3) Faktor-faktor Penyebab Bencana

Bencana dapat disebabkan oleh kejadian alam (natural disaster) maupun oleh
ulah manusia (man-made disaster). Faktor-faktor yang dapat menyebabkan
bencana antara lain: (a) Bahaya alam (natural hazards) dan bahaya karena ulah
manusia (man-made hazards) yang menurut United Nations International Strategy
for Disaster Reduction (UN-ISDR) dapat dikelompokkan menjadi bahaya geologi
(geological hazards), bahaya hidrometeorologi (hydrometeorological hazards),
bahaya biologi (biological hazards), bahaya teknologi (technological hazards) dan
penurunan kualitas lingkungan (environmental degradation) (b) Kerentanan
(vulnerability) yang tinggi dari masyarakat, infrastruktur serta elemen-elemen di
dalam kota/ kawasan yang berisiko bencana (c) Kapasitas yang rendah dari
berbagai komponen di dalam masyarakat Secara geografis Indonesia merupakan
negara kepulauan yang terletak pada pertemuan empat lempeng tektonik yaitu
lempeng Benua Asia, Benua Australia, lempeng Samudera Hindia dan Samudera
Pasifik. Pada bagian selatan dan timur Indonesia terdapat sabuk vulkanik
(volcanic arc) yang memanjang dari Pulau Sumatera - Jawa – Nusa Tenggara –
Sulawesi, yang sisinya berupa pegunungan vulkanik tua dan dataran rendah yang
sebagian didominasi oleh rawa-rawa. Kondisi tersebut sangat berpotensi sekaligus
rawan bencana seperti letusan gunung berapi, gempa bumi, tsunami, banjir dan

11
tanah longsor. Data menunjukkan bahwa Indonesia merupakan salah satu Negara
yang memiliki tingkat kegempaan yang tinggi di dunia, lebih dari 10 kali lipat
tingkat kegempaan di Amerika Serikat (Arnold, 1986).

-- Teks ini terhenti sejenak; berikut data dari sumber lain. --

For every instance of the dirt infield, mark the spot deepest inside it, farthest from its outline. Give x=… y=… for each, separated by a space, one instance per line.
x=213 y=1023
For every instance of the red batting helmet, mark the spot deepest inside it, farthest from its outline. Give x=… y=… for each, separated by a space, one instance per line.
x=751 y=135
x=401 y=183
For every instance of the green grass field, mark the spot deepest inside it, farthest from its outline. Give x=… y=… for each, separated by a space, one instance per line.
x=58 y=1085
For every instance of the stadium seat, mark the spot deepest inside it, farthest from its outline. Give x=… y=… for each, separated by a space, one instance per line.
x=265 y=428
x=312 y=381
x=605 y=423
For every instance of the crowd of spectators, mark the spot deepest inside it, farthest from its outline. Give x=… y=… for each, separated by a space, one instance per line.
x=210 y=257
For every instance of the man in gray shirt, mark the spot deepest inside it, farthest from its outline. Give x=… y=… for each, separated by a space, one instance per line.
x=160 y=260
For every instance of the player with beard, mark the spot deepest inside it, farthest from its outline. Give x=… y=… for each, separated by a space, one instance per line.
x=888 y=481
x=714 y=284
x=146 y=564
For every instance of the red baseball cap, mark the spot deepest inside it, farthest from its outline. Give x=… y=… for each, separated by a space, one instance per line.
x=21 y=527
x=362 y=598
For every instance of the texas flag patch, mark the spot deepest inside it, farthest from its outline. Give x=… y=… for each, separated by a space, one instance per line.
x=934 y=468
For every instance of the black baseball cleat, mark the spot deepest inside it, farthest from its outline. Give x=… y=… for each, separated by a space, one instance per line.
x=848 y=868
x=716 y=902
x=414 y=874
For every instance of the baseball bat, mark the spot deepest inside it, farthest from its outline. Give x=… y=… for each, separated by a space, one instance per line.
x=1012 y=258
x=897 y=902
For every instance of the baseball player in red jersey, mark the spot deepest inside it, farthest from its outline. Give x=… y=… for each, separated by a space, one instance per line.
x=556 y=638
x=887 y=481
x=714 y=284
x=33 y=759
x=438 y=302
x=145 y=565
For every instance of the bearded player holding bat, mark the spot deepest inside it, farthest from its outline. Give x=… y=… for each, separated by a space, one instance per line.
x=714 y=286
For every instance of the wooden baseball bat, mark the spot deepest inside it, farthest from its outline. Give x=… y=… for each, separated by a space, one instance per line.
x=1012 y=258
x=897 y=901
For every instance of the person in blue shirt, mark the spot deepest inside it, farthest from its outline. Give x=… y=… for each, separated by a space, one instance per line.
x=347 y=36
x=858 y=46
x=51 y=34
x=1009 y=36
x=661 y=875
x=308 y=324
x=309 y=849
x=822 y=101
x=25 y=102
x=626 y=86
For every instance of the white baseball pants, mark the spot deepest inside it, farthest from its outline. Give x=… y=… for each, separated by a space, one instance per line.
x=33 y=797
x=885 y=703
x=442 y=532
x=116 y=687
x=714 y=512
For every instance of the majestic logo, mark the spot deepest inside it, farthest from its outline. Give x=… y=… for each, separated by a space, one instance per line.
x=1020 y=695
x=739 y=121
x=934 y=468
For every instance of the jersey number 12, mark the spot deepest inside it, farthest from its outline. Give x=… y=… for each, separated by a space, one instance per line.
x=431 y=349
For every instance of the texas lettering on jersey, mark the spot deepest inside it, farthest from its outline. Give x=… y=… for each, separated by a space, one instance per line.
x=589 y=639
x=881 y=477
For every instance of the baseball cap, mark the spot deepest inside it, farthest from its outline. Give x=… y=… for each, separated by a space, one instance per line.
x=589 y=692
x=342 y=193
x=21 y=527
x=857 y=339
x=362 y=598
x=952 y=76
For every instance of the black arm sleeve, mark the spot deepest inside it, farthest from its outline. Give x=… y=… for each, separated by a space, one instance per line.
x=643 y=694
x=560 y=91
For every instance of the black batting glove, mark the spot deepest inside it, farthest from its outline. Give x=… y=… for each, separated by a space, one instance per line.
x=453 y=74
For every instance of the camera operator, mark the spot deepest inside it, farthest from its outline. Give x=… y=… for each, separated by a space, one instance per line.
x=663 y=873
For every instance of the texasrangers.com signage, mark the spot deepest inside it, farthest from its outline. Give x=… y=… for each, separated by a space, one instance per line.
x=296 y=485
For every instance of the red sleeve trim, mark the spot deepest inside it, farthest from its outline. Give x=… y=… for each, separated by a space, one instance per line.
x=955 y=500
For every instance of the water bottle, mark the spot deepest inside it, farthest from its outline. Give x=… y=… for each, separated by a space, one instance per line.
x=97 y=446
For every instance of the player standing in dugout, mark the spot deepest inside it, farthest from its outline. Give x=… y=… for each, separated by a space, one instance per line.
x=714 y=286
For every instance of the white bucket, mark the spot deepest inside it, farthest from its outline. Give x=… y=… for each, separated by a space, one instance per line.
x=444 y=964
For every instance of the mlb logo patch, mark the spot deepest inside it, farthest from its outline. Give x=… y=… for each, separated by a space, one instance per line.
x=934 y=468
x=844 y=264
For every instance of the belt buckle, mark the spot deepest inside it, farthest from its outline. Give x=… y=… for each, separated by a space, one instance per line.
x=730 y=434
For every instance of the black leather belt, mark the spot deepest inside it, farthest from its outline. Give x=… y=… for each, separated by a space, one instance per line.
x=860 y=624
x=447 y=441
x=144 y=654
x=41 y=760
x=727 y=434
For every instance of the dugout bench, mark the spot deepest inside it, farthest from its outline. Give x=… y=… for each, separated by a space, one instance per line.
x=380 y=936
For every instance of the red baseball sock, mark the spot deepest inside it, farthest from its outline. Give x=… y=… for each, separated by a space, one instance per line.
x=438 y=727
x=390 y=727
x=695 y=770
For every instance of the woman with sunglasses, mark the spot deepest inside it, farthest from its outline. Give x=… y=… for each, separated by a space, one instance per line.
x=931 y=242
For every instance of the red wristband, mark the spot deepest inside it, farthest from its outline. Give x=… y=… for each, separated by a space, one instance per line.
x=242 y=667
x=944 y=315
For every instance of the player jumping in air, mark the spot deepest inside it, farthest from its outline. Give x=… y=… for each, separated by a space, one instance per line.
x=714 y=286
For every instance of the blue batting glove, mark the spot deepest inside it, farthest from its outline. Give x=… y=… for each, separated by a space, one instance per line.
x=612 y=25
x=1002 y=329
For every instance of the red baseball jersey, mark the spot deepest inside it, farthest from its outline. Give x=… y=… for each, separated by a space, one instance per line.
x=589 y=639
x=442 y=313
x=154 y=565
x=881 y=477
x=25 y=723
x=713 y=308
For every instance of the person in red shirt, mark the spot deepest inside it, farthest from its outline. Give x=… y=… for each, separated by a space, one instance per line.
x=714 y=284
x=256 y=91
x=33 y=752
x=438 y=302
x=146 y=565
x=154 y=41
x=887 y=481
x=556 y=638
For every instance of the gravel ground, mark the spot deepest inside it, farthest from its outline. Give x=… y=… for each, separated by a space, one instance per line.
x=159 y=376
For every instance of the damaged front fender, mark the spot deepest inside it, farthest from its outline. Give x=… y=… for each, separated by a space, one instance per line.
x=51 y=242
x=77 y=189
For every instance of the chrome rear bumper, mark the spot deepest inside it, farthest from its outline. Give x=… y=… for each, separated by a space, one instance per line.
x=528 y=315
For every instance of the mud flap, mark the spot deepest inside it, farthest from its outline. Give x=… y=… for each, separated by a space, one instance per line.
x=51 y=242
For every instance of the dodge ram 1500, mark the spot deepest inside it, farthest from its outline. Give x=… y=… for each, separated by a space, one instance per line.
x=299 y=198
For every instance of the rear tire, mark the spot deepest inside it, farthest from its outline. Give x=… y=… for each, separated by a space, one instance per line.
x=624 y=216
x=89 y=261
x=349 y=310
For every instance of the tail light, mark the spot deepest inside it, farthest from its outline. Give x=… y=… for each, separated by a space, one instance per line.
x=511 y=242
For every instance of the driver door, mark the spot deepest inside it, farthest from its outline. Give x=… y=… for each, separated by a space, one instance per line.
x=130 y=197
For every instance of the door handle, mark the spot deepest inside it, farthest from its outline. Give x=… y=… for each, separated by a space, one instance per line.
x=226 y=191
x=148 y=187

Gempa bumi yang disebabkan karena interaksi lempeng tektonik dapat


menimbulkan gelombang pasang apabila terjadi di samudera. Dengan wilayah
yang sangat dipengaruhi oleh pergerakan lempeng tektonik ini, Indonesia sering
mengalami tsunami. Tsunami yang terjadi di Indonesia sebagian besar disebabkan
oleh gempa-gempa tektonik di sepanjang daerah subduksi dan daerah seismik
aktif lainnya (Puspito, 1994). Selama kurun waktu 1600–2000 terdapat 105
kejadian tsunami yang 90 persen di antaranya disebabkan oleh gempa tektonik, 9
persen oleh letusan gunung berapi dan 1 persen oleh tanah longsor (Latief dkk.,
2000). Wilayah pantai di Indonesia merupakan wilayah yang rawan terjadi
bencana tsunami terutama pantai barat Sumatera, pantai selatan Pulau Jawa, pantai
utara dan selatan pulau-pulau Nusa Tenggara, pulau-pulau di Maluku, pantai utara
Irian Jaya dan hampir seluruh pantai di Sulawesi. Laut Maluku adalah daerah
yang paling rawan tsunami. Dalam kurun waktu tahun 1600–2000, di daerah ini
telah terjadi 32 tsunami yang 28 di antaranya diakibatkan oleh gempa bumi dan 4
oleh meletusnya gunung berapi di bawah laut.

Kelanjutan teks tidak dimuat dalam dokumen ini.